Ceza Davalarında Temyiz Kanun Yoluna Başvuru Sonucunda Hükmün Bozulması
Yargıtay tarafından yapılan temyiz incelemesi sonucunda hükmün bozulmasına karar verildiği takdirde bölge adliye mahkemesince verilen hüküm kesinleşmeyecektir. Hükmün bozulmasına karar verildikten sonra dosya yeniden bölge adliye mahkemesine veya ilk derece mahkemesine gönderilecektir. Dosya kendisine gönderilen mahkeme, eski hükümde direnme kararı verebileceği gibi tarafları davet ederek yeniden bir yargılama da yapabilecektir.
Temyiz Kanun Yolunda Bozmaya Karşı Direnme Kararı (CMK m. 307/4)

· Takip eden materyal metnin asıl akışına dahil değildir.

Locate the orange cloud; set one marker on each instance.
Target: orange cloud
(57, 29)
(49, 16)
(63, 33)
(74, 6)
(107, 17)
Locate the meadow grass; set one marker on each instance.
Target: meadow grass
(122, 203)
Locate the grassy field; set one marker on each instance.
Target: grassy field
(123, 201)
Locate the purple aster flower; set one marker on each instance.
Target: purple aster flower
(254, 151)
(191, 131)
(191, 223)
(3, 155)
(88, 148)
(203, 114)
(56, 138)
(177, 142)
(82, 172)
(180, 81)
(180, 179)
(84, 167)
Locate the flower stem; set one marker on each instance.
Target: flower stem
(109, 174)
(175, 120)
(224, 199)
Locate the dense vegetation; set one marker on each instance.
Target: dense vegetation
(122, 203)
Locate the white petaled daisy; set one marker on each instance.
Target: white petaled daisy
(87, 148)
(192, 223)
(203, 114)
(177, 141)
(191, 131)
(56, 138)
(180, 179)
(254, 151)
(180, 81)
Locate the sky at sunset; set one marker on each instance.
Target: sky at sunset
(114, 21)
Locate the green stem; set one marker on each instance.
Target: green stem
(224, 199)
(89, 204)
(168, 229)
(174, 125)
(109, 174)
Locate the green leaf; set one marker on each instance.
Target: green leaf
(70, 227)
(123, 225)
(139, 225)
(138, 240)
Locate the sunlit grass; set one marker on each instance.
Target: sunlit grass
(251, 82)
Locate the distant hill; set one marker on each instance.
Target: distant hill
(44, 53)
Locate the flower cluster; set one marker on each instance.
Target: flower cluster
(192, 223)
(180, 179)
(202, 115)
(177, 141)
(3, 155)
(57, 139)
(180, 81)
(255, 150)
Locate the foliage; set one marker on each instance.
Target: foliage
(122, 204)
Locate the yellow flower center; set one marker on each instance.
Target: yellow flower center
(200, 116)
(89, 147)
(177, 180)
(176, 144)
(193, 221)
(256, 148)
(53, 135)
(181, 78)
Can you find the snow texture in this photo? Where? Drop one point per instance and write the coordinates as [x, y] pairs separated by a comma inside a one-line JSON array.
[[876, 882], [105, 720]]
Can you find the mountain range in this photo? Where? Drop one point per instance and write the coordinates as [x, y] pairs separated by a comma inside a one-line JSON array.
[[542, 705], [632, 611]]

Yargıtaydan verilen bozma kararına bölge adliye veya ilk derece mahkemesinin direnme hakkı vardır. Direnme kararları, kararına direnilen daireye gönderilecektir. Daire, mümkün olan en kısa sürede direnme kararını inceleyecek ve yerinde görürse kararını düzeltecektir; görmezse dosyayı Yargıtay Ceza Genel Kuruluna gönderecektir. Direnme üzerine Yargıtay Ceza Genel Kurulunca verilen kararlara karşı direnme mümkün değildir.